Passwords are generated randomly using ansible’s lookup feature. I had initially used /dev/null, but the passwords were the same for each variable, so I used temporary files, which are deleted afterwards.
If you wanted to save a copy of the db_password, you could change that line to something like the below and it would not be deleted:
db_password: "{{ lookup('password', 'credentials/{{ db_user }}.txt length=45 chars=ascii_letters,digits,!,,,,@,#,$,%,^,&,*,(,),_,-,:,.,?,:.;,|,},{,],[') }}"
Rather than using ansible’s ascii_letters,digits,punctuation character set, I pass my own string of special characters. This is because otherwise, single quotes, double quotes, or escape characters(\) might be used, which can throw off PHP files.

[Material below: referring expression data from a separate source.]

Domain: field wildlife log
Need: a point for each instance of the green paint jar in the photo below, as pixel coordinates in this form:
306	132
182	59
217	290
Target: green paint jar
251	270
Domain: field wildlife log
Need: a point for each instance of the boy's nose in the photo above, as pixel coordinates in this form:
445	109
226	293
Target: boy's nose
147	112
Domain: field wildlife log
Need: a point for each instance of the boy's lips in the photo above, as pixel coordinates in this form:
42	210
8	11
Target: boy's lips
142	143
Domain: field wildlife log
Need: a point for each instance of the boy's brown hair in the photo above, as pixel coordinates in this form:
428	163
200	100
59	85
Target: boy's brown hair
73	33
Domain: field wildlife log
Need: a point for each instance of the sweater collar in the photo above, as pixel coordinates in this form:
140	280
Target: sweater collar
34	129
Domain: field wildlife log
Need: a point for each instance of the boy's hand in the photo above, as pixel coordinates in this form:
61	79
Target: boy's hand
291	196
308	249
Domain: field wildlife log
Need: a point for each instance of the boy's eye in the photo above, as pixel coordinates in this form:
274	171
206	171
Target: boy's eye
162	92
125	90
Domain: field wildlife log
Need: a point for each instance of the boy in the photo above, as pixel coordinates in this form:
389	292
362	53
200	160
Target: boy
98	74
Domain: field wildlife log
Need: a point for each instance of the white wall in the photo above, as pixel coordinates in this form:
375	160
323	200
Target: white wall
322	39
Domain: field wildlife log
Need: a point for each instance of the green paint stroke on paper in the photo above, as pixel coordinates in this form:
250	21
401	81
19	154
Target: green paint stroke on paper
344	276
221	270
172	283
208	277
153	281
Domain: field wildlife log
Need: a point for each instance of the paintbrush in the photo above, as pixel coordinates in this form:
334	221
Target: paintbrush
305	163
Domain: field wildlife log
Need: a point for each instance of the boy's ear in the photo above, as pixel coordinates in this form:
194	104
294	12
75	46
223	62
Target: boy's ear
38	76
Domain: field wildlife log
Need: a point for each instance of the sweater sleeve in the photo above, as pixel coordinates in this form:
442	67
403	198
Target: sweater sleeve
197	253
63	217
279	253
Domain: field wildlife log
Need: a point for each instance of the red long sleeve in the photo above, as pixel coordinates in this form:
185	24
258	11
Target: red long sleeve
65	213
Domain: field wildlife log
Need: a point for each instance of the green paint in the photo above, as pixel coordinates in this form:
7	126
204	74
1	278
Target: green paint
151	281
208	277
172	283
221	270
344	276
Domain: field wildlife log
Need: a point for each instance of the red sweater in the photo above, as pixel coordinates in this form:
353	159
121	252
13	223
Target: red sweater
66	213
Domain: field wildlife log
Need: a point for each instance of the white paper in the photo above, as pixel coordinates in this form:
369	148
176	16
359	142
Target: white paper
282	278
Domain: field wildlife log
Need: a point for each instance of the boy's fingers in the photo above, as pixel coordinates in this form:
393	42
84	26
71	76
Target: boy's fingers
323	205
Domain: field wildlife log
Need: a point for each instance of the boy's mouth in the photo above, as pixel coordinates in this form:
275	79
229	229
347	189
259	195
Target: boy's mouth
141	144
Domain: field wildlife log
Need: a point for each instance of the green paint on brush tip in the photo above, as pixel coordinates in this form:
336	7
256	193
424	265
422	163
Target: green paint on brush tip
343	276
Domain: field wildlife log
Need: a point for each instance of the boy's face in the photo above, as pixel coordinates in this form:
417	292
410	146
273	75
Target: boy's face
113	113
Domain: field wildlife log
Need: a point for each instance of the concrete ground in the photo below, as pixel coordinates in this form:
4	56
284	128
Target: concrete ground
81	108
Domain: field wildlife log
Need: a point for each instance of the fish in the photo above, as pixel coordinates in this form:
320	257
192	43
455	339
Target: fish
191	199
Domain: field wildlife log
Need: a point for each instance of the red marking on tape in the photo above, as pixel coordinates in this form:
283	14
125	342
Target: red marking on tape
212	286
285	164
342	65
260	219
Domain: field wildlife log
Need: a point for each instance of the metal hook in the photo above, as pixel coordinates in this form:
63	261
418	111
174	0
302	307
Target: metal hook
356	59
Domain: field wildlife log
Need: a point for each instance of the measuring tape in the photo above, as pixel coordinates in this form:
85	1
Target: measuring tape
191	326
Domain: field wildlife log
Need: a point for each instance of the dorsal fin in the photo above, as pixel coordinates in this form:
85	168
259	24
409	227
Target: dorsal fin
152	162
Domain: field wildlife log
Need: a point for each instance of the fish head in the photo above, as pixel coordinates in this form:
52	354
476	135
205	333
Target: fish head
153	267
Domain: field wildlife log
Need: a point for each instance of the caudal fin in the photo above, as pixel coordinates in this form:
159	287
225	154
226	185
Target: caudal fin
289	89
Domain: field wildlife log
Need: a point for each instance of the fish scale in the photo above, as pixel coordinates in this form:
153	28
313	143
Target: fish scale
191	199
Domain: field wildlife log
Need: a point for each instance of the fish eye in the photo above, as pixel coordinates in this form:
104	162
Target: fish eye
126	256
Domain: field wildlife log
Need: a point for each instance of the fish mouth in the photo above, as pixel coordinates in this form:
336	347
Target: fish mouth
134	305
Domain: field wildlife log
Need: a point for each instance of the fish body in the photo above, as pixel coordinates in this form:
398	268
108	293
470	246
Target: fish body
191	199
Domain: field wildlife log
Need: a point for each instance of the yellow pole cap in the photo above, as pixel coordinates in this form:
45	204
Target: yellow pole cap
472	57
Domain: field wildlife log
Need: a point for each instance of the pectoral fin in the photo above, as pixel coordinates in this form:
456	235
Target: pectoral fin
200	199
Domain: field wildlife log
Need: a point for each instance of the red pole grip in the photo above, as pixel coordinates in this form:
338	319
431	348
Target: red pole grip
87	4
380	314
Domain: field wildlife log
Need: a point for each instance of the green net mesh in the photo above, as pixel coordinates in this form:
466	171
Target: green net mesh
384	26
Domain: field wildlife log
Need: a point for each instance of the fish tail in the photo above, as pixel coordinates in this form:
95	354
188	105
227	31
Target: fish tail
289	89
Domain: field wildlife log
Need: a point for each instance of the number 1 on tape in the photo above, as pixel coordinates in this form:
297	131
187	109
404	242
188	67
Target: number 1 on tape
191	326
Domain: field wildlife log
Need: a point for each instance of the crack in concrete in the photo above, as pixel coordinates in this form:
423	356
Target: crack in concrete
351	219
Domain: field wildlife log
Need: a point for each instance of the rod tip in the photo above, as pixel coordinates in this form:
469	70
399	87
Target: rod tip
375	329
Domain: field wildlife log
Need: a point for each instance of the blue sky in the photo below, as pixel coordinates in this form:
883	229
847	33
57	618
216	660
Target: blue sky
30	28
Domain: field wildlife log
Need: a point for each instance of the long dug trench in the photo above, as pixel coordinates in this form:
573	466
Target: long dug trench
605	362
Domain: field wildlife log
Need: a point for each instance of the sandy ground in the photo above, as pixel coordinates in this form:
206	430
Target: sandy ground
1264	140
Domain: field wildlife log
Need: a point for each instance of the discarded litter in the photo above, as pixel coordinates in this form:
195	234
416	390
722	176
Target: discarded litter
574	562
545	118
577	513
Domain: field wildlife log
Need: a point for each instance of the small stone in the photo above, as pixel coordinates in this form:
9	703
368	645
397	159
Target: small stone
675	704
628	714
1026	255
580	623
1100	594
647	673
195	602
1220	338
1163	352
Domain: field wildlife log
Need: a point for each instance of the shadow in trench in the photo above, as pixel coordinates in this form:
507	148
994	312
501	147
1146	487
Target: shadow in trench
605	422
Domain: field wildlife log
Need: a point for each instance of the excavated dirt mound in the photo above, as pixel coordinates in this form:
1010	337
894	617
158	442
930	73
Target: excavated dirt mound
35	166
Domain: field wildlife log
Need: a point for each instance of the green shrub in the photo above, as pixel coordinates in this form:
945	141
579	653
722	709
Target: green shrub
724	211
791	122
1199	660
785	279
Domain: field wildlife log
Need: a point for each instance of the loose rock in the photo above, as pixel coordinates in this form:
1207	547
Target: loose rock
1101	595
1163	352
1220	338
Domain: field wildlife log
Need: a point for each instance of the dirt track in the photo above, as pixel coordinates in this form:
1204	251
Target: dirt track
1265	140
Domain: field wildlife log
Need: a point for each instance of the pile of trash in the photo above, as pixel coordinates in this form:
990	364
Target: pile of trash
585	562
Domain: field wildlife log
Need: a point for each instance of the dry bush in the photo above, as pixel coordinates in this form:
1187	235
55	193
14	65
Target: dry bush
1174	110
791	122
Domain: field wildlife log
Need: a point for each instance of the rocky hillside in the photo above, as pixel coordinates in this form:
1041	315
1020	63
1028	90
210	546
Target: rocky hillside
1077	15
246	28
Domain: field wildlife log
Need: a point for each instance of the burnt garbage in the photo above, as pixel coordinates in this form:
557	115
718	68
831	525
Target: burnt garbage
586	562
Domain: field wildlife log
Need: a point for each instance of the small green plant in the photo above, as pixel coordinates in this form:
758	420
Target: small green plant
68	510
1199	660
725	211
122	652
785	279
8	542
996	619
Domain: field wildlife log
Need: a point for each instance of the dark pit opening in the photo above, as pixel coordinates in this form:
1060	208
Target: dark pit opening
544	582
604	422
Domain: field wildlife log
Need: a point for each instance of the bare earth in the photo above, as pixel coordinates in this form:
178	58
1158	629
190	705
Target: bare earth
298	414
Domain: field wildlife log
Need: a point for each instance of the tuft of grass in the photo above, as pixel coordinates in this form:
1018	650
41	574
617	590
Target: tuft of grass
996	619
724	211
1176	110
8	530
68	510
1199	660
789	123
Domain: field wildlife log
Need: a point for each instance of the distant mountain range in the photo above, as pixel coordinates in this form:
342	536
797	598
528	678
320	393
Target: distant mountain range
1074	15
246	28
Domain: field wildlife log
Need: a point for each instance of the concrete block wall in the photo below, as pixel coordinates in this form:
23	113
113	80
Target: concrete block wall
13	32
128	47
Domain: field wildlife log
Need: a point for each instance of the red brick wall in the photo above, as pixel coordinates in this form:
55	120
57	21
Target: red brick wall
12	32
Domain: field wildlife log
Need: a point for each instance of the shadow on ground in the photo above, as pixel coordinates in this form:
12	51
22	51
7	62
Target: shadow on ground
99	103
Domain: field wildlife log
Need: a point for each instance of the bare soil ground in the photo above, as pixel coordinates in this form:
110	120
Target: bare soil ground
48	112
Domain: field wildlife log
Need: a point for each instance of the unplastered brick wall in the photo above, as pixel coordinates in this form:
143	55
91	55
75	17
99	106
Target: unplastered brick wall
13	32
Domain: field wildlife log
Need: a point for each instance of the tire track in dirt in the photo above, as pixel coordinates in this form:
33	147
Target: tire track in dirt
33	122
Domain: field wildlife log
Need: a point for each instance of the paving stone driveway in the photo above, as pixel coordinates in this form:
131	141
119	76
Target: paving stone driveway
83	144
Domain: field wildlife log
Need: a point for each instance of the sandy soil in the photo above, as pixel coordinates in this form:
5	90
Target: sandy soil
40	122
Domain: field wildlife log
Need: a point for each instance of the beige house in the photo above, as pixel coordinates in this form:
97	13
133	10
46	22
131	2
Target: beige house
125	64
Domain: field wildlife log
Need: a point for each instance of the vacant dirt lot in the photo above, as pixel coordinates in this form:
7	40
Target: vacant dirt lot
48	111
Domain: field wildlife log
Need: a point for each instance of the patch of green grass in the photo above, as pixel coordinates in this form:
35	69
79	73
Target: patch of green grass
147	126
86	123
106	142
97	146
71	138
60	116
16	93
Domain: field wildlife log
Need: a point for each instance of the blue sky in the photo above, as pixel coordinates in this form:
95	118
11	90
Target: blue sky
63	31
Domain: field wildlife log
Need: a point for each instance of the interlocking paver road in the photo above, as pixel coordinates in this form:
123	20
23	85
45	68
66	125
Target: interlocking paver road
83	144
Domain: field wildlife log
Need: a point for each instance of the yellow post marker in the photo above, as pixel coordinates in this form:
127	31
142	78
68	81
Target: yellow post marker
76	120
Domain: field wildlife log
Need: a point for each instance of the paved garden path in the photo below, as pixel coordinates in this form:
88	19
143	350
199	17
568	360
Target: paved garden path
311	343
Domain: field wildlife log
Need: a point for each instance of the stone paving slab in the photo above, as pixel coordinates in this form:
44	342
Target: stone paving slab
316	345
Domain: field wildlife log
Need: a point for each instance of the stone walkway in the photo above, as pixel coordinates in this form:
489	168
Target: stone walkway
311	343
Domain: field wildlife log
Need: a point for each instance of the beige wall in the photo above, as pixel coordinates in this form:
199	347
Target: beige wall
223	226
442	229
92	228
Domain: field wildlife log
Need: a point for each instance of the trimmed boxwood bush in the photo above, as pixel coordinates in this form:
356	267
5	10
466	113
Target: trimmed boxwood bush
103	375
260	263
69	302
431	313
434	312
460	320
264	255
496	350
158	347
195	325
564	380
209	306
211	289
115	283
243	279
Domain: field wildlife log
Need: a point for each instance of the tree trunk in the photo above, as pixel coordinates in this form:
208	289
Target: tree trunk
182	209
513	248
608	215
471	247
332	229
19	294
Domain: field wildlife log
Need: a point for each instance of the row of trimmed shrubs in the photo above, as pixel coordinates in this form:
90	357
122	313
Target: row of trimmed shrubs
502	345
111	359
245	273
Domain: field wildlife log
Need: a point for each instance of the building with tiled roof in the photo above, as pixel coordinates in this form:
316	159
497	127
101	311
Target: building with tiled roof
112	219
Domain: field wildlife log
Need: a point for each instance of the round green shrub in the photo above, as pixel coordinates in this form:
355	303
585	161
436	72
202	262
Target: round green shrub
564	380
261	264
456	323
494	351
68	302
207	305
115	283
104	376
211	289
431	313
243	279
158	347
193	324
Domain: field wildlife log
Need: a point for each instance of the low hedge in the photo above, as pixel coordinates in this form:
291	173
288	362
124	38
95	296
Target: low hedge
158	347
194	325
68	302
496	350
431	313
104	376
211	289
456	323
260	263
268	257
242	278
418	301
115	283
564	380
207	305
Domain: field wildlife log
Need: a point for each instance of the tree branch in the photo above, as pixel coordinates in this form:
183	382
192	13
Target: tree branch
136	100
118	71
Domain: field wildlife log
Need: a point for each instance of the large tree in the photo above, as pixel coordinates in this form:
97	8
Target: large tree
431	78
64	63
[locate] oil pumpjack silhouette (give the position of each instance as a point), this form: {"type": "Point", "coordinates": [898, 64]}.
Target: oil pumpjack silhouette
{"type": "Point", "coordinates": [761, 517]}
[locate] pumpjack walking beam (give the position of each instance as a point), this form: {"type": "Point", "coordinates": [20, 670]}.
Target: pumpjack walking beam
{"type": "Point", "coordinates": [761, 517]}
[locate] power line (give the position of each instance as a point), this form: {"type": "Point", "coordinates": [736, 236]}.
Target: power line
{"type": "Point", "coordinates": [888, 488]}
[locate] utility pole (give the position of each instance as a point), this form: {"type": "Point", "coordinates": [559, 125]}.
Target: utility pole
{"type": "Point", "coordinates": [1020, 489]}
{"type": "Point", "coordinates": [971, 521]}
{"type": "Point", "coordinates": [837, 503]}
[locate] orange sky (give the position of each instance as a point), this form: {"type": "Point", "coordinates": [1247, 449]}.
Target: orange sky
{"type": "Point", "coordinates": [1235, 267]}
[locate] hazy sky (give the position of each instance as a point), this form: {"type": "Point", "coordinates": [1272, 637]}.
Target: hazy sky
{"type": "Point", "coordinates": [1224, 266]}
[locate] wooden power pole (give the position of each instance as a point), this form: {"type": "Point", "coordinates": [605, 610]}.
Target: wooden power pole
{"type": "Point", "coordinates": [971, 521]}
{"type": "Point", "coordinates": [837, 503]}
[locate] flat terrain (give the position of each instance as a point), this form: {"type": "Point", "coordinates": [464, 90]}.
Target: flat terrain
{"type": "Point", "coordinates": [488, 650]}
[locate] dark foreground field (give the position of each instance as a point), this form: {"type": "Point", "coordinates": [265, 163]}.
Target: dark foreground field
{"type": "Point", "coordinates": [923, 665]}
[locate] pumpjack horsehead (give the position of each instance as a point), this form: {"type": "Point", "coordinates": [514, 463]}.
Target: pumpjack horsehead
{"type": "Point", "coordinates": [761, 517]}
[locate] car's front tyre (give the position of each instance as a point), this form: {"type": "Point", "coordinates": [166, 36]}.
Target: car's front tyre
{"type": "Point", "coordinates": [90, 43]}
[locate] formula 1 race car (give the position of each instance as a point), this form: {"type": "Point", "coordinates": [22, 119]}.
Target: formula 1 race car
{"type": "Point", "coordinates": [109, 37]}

You will notice the above references a template file called templates/wp-config.php.j2 in the Create wp-config.php file task. This is just a copy of the default wordpress file, with the variables referenced in the vars section added, as so:
[...] /** The name of the database for WordPress */ define('DB_NAME', '{{ db_name }}'); /** MySQL database username */ define('DB_USER', '{{ db_user }}'); /** MySQL database password */ define('DB_PASSWORD', '{{ db_password }}'); [...] define('AUTH_KEY', '{{ AUTH_KEY }}'); define('SECURE_AUTH_KEY', '{{ SECURE_AUTH_KEY }}'); define('LOGGED_IN_KEY', '{{ LOGGED_IN_KEY }}'); define('NONCE_KEY', '{{ NONCE_KEY }}'); define('AUTH_SALT', '{{ AUTH_SALT }}'); define('SECURE_AUTH_SALT', '{{ SECURE_AUTH_SALT }}'); define('LOGGED_IN_SALT', '{{ LOGGED_IN_SALT }}'); define('NONCE_SALT', '{{ NONCE_SALT }}');
After you have the playbook and template created, you can run it as follows. I’m using become to switch to root while preforming the tasks on the web server, as otherwise I would need to be logging in as the web-server user.
So, calling the playbook looks something like this for me:
ansible-playbook create_wpconfig.yml -K --become-method=su
I think there may be a better way to generate a password, rather than using lookup. My goal was to avoid using shell commands, like < /dev/urandom tr -dc _A-Z-a-z-0-9 | head -c${1:-32};echo;, but it is kind of clunky. The one advantage of using the lookup is if you wanted to save the db credentials in a file for later reference. Of course, if you were to do that, you would want to save it as a secret, so it is not stored in plain text.
My next workbook is going to be to create the wordpress database and user, so when I do that, I may update this to save the password.